Vier östliche EU-Staaten machen vor dem Gipfeltreffen in Brüssel gemeinsam Front gegen die Flüchtlingspolitik von Bundeskanzlerin Angela Merkel. Mit einem Treffen in Prag suchen Polen, Ungarn, Tschechien und die Slowakei zur Abschottung der Balkan-Route den Schulterschluss mit dem Nicht-EU-Mitglied Mazedonien.
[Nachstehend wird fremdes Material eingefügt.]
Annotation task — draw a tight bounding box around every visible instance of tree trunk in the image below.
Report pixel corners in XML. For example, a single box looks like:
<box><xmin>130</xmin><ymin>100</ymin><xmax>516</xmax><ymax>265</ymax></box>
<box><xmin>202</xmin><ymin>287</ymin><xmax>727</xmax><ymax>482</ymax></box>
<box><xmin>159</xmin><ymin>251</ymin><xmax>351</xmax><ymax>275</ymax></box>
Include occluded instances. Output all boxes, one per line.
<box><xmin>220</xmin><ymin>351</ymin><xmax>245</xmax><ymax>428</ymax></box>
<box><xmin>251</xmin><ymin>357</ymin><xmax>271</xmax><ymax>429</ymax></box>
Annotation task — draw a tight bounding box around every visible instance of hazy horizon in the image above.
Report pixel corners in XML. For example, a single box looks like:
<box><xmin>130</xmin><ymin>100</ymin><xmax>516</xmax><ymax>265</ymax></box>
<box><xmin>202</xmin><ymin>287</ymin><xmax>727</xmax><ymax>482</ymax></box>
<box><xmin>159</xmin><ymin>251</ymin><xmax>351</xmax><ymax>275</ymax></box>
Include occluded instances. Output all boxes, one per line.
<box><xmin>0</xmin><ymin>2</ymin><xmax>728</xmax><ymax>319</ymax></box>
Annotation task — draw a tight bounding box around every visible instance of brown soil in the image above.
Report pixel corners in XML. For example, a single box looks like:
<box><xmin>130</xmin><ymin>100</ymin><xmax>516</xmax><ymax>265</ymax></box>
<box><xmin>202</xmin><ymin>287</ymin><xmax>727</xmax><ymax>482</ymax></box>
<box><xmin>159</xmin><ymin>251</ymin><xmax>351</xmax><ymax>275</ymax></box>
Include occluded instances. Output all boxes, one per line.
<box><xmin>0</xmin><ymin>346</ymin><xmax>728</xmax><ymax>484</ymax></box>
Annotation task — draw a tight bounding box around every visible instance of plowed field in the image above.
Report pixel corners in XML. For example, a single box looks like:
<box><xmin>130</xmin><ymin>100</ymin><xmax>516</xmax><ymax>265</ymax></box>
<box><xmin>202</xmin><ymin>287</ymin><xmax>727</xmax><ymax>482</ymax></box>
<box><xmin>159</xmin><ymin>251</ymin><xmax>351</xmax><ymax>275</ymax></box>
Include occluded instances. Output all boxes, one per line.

Luxemburgs Außenminister Jean Asselborn warnte die vier Länder der sogenannten Visegrad-Gruppe davor, in der Flüchtlingskrise zu einem „Verein der Abtrünnigen“ zu werden.

Falls Griechenland und die Türkei den Zustrom nicht begrenzen könnten, bestehe die Möglichkeit, „die illegale Wirtschaftsmigration an den Grenzen von Mazedonien und Bulgarien aufzuhalten“, sagte der tschechische Ministerpräsident Bohuslav Sobotka vor dem Treffen. Griechenland, wo seit dem Sommer Hunderttausende Flüchtlinge angelandet sind, ist nicht beteiligt. Athen befürchtet nun, dass Mazedonien seine Grenze bald schließen könnte, so dass die meisten Flüchtlinge in Griechenland bleiben würden.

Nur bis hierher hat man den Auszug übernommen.